A conventional impression was made by seating impression copings onto the implants (Fig. 7). One of the most critical steps in the prosthetic procedure is to make a very accurate impression (Figs. 8a-8c).

The key to a successful overdenture is a well-made denture. The dental laboratory team accomplished the necessary fabrication steps prior to the next appointment. First, the impressions were boxed, poured and trimmed appropriately. Then, stabilized record bases with wax rims were fabricated.

During the subsequent visit, the record bases and wax rims were first tried in to ensure proper fit and comfort. Necessary adjustments were made for form and function, and the wax rims were contoured to achieve proper lip support, phonetics and occlusal plane. Once satisfied, a jaw relation was taken and vertical dimension of occlusion established at the position previously marked on the patient’s nose and chin with her existing transitional dentures in place. A bite registration material was applied between the indexed wax rims and allowed to set at the proper position. The properly oriented casts were then sent to the dental laboratory team for use in setting the teeth.

Once the casts were mounted on an articulator, the teeth were set in the wax rims and returned to the office. At the try-in appointment, the proper position of the teeth was verified for form and function, then returned to the laboratory for processing on the final cast. Once laboratory processing was accomplished, the finished dentures were returned for delivery.

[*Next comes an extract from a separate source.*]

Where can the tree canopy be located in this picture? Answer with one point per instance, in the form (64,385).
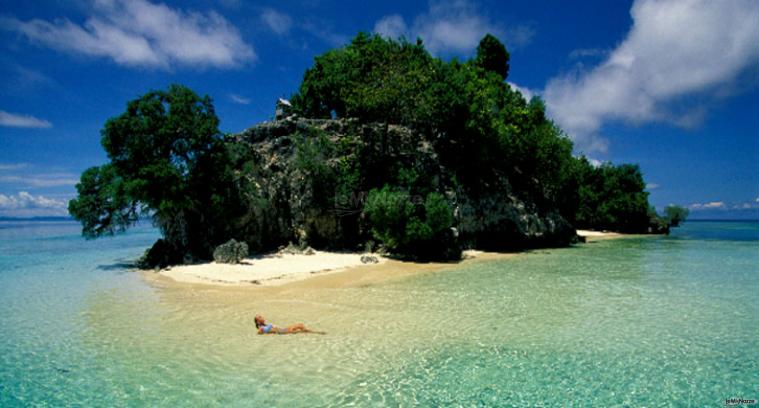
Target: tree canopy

The dentures were tried in to evaluate for proper fit, comfort and occlusion. With minor adjustments, the mandibular denture was secured. An intraoral pick-up of the retaining element was necessary, and the intaglio surface of the mandibular denture was modified to accommodate the LOCATOR Attachments (Figs. 9a, 9b). Lingual vent holes were also placed to aid in the pick-up. Another option would have been to have the LOCATOR Denture Caps processed into the overdenture.


Figure 9a: Intraoral occlusal view of the LOCATOR Abutments


Figure 9b: View of LOCATOR Attachments in the overdenture

Auto-polymerizing acrylic was mixed and placed in the modified areas of the mandibular denture. The denture was positioned over the abutment-retained LOCATOR Attachments, and the patient was instructed to close and hold in full centric occlusion to allow for complete cure of the acrylic material. After approximately seven minutes, the denture was retrieved and inspected for complete pick-up. Excess acrylic was trimmed to remove any sharp edges.

Finally, the mandibular denture was checked in situ for fit, and the occlusion verified. The denture was accepted by the patient, and she was scheduled to return in one week for a post-delivery check.



Figure 10a – 10d: Postoperative photographs of the patient


Through the use of dental implants and overdenture prostheses, patients now have options beyond the conventional dentures of the past. By utilizing a team approach and advancements in technologies, material sciences and implant techniques, dentists can provide edentulous patients with the best in artificial dentition, while treating the patient as a whole (Figs. 10a-10d). Implant-retained, soft tissue-supported overdentures can drastically improve the quality of life for patients who otherwise might be considered dental cripples.


  1. Geckili O, Bilhan H, Mumcu E, Dayan C, Yabul A, Tuncer N. Comparison of patient satisfaction, quality of life, and bite force between elderly edentulous patients wearing mandibular two implant-supported overdentures and conventional complete dentures after 4 years. Spec Care Dentist. 2012 Jul-Aug;32(4):136-41.
  2. Henry K. Q&A on the future of implants. Dental Equipment and Materials. 2006 Sept/Oct.
  3. Rossein KD. Alternative treatment plans: implant-supported mandibular dentures. Inside Dentistry. 2006;2(6):42-3.
  4. DiMatteo A. Dentures and implants: bringing them together for a win- ning combination. Inside Dentistry. 2009;5(1):97-104.
  5. Agliardi E, Panigatti S, Clericò M, Villa C, Malò P. Immediate rehabilitation of the edentulous jaws with full fixed prostheses supported by four implants: interim results of a single cohort prospective study. Clin Oral Implants Res. 2010 May;12(5):459-65.